Monday, June 26, 2017

Beauty is Not Only Skin Deep


Grays Peak (Continental Divide, photo: Chris  Keller)
The beauty of nature is almost too much to bear. It can be like a reprimand, if it’s disconsonant with one’s inner condition. But beauty is also a challenge. What's one to do with or about it? No matter the state of mind, it dominates the conversation. You go to the Grand Canyon or the Alps, to the South Shore of Long Island or the Great Lakes and you’re dumbfounded and dwarfed by it. Wherever it appears, it tends to be the only show in town.
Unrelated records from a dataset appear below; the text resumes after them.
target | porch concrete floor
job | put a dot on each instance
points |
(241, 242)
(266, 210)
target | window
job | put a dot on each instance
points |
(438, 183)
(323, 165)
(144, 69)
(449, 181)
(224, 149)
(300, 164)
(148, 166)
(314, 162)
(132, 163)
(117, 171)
There’s something about beauty that's almost like watching too much TV. It makes you passive, since you defer to it and realize there’s nothing you can do in the face of it. Also, it can be boring. How long is one going to go on about a star filled sky or about the Aurora Borealis? In some senses beauty lacks dimensionality since in its purest form it's lacking in conflict or that kind of  turbulence which might be equatable with human intention. When you’re caught in a storm, which can be beautiful, you, at least, are put in the position of a competitor who now has his or her work cut out for them. During hurricanes and typhoons nature shows its dark side and anthropomorphizing it, you find yourself in a battle where  you have to escape its supposed wrath. But nature in its most beauteous manifestations is benign and leaves one feeling like the beneficiary of unearned wealth. You have inherited something you’ve done nothing to earn, that, in turn, creates an inherent feeling of helplessness.